Field Guide to the Geology of North Norfolk
Location off Briton's Lane, Beeston Regis (TG 167515). This is a commercial working pit and no access is allowed without permission (which is not usually forthcoming). The owners are Carter Concrete.
At the site office, with permission only.
In this pit we see a thick accumulation of sands and gravels that were laid down at the top of the Cromer Ridge during the Anglian Glaciation. The tills are generally below the level of the pit or forming the floor of the deepest part of the excavations. The gravels immediately below ground at the south of the pit were observed to be coarse, sharp and unsorted, with coarse sand matrix and lenses of sand. Of the large clasts, flint predominates but with erratics of dolerite, schist, porphyry, quartzite, sandstone and box stones. Banham (1968) classifies these sediments as belonging to the Gimingham Sands (below) and the Brick Kiln Dales Gravels (on top).

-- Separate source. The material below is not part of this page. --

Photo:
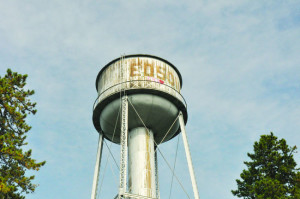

One can imagine the scene in the Anglian Glaciation, when North Norfolk resembled the edge of the modern Greenland icesheet. The glacier stretched away to the north and over the horizon ; a sea of ice in place of the modern North Sea. The very edge of the icesheet probably rose only a little higher than the ridge itself, with a ragged, lobate ice-cliff but thickened northwards to a depth of about 1 kilometre. At the edge of the ice, where the Cromer Ridge is today, numerous meltwater streams running in crevasses and ice-tunnels would be discharging sediment-laden water off the ice and onto a plain, known as a sandur plain, with numerous braided channels choked with sand, gravel and boulders. Sedimentation was rapid and from time to time the water currents were torrential. Periodically the icesheet would surge forward and ride up the northern edge of the ridge. This motion, with enormous force, would cause sheets of sediment to be dislodged pro-glacially and thrusted forward and up the ramp, adding to the sediment accumulation and heightening the ridge. More stream sedimentation filled in the hollows and smoothed out the contours of the ridge and the sandur stretches southwards, with streams eventually coalescing and becoming the proto-streams of the drainage pattern we know today draining into the Bure and the upper reaches of the River Ant and eventually discharging into the North Sea.